I (271760) OTA: Waiting for copy to complete... 5s
I (276760) OTA: Waiting for copy to complete... 10s
...
I (326760) OTA: Waiting for copy to complete... 60s
I (329000) OTA: OTA_FINISH ACK received - copy complete, Daisy rebooting...
After (v1.9): 26 seconds
I (19469) OTA: State -> STARTED, sending OTA_START...
I (21069) OTA: OTA_START ACK received: block_size=4096, total_blocks=74
I (21069) OTA: State -> SENDING, 74 blocks to send
I (35289) HOOPI: OTA_VERIFY sent
I (35389) OTA: OTA CRC verified: 0x170d76b6
I (35389) OTA: OTA_FINISH sent, waiting for copy to complete...
I (38179) OTA: OTA_FINISH ACK received - copy complete, Daisy rebooting...

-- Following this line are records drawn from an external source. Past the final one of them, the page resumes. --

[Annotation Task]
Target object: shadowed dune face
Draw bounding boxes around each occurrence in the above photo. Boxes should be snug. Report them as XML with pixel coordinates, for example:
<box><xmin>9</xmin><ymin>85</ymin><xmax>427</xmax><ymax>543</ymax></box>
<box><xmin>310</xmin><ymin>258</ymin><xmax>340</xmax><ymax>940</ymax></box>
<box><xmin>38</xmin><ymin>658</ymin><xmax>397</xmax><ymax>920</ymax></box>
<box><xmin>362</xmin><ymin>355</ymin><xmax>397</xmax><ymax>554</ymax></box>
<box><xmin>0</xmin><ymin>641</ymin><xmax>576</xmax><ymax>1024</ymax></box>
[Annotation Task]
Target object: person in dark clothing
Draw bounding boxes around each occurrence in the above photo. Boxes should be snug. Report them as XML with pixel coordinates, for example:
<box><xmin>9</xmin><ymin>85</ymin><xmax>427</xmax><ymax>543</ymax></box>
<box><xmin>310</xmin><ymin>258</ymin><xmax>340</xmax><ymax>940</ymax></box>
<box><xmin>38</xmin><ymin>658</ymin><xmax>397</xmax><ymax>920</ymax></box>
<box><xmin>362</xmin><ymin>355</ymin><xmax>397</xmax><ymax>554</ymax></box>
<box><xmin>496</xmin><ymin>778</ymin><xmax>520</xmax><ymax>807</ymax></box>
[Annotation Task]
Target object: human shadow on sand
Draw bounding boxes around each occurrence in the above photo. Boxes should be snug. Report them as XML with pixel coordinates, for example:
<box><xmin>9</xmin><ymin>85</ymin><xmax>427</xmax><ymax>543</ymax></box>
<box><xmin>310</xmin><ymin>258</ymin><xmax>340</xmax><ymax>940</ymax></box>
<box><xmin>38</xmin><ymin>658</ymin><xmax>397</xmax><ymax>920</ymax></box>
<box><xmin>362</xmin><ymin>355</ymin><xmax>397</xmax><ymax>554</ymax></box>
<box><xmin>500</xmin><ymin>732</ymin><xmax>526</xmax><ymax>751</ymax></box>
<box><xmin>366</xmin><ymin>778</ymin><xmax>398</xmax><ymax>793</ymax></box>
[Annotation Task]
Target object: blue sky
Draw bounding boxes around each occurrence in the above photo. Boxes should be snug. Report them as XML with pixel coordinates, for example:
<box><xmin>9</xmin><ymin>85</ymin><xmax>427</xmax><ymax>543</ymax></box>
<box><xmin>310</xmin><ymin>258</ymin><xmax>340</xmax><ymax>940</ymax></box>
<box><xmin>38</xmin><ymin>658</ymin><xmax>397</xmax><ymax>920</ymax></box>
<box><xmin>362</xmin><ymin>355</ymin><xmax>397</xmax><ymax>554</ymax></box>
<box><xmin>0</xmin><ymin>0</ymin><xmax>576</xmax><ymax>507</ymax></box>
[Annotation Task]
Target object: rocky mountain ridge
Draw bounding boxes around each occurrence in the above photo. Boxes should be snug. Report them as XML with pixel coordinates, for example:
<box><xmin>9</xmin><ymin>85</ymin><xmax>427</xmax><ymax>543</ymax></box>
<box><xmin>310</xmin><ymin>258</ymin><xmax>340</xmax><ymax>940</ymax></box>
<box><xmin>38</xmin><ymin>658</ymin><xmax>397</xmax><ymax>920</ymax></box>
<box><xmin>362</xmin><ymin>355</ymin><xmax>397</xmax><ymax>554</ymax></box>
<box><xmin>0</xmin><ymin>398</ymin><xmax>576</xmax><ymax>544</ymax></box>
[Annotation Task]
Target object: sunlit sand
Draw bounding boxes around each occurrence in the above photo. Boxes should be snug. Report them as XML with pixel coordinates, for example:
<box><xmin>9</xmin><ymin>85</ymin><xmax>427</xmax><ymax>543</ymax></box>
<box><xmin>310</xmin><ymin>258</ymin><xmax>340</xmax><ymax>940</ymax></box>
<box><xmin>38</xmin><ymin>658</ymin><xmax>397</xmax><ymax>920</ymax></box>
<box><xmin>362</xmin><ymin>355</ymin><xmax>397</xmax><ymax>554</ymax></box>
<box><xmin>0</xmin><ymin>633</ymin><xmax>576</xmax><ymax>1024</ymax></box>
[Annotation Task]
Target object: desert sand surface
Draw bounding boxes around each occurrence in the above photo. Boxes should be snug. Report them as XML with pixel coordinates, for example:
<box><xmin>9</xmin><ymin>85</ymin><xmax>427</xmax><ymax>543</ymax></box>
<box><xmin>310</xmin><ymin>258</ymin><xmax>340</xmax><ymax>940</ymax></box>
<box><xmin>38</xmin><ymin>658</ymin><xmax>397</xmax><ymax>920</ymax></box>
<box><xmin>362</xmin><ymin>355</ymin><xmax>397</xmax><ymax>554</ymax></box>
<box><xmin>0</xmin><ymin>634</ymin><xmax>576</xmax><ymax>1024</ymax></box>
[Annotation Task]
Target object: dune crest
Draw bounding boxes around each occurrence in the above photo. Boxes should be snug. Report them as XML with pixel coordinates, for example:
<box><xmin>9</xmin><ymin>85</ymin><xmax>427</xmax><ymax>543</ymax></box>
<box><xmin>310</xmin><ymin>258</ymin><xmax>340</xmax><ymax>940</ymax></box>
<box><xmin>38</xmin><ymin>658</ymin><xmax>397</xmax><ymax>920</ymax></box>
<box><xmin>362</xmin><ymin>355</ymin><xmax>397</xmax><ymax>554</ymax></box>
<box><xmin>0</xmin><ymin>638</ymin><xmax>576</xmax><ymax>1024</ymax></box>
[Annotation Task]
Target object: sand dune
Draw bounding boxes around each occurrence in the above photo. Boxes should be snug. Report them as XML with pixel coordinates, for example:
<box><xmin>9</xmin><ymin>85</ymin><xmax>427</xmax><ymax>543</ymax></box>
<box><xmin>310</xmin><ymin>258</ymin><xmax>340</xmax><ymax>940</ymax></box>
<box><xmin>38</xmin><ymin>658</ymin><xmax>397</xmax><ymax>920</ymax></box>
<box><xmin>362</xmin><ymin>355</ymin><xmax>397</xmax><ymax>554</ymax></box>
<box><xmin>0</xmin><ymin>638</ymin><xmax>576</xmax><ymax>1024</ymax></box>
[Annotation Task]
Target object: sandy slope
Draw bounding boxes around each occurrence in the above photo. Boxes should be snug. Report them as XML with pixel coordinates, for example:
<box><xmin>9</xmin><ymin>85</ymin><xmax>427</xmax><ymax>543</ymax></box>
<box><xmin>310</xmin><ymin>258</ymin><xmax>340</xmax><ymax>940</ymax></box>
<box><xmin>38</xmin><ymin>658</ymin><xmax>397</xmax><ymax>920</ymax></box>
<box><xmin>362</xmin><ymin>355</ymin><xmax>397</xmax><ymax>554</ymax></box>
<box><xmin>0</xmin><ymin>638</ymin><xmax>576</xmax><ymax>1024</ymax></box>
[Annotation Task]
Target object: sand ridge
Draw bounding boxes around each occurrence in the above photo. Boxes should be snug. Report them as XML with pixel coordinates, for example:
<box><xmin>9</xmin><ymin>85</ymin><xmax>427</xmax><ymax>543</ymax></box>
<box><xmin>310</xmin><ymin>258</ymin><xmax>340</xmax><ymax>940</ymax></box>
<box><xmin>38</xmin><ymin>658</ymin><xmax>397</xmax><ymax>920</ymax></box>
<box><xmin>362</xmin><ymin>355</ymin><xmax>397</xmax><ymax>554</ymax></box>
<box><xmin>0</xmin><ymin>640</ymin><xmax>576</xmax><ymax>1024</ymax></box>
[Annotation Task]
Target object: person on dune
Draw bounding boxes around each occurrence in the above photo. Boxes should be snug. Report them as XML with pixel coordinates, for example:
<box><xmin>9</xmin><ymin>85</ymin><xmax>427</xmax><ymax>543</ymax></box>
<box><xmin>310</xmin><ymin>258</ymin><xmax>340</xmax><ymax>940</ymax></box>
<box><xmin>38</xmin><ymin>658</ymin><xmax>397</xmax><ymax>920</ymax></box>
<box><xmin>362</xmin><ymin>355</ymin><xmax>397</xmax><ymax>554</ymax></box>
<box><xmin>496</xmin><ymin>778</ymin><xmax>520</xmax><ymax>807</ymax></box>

I (42439) OTA: FW version 1.9 matches expected, OTA complete!
Key Takeaways
Build a test harness first - Creating isolated QSPI benchmarks with
StartLog(true)gave us instant feedback without running full OTA cycles. This turned a 4-minute test loop into seconds.Batch operations - Larger chunks reduce per-operation overhead dramatically (1,177 packets → 74 packets)
Test incrementally - Each optimization was tested independently before combining, making it easy to isolate regressions
The final result: 8.8x faster updates with a 20x smaller critical window.